Five billion more people are poised to come online. By 2025, the majority of the world’s population will, in one generation, have gone from having virtually no access to unfiltered information to accessing all of the world’s information through a device that fits in the palm of the hand.
If the current pace of technological innovation is maintained, most of the projected eight billion people on Earth will be online, write Schmidt and Cohen.
The authors raise an important question-- will the digital empowerment of individuals result in a safer world, or a more dangerous one? They don’t have the answers but try to chart out the scenario that may unfold before us.
Any stuff you keep online is vulnerable. Identity will be the most valuable commodity for citizens in the future. How to protect it? There is no delete button in digital world. Isn't that a frightening piece of knowledge?
WikiLeaks cofounder Julian Assange believes in the dictum of ‘information wants to be free.’ Free-information activists say the absence of a delete button ultimately strengthens humanity’s progress toward greater equality, productivity and self-determination.
But the absence of a delete button also presents challenges.
Schmidt and Cohen do not address whether secrecy and privacy are the same. As an individual you have a right to privacy, but do you have a right to secrecy? Public interest should be the key to unlock this question.
The authors caution us that if we are on the web, we are publishing and we run the risk of becoming public figures—it’s only a question of how many people are paying attention, and why. You are always under surveillance in the digital world.
Security and privacy are a shared responsibility between companies, users and the institutions, write Schmidt and Cohen. They admit that companies like Google, Apple, Amazon and Facebook are expected to safeguard data, prevent their systems from being hacked into and provide the most effective tools for users to maximize control of their privacy and security.

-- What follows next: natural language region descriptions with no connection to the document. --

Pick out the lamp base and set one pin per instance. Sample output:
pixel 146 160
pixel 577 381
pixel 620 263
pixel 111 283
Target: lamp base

But they also make it clear that it is up to users to leverage these tools. “Each day you choose not to utilize them, you will experience some loss of privacy and security as the data keeps piling up.” The option to delete data is largely an illusion.
The irony is that privacy is in danger but we don't even get our basic information right, the kind of information no one has withheld from us. Take the case of former railways minister Pawan Kumar Bansal, as an example. Did we know about the kind of environment in which Bansal was operating as a politician?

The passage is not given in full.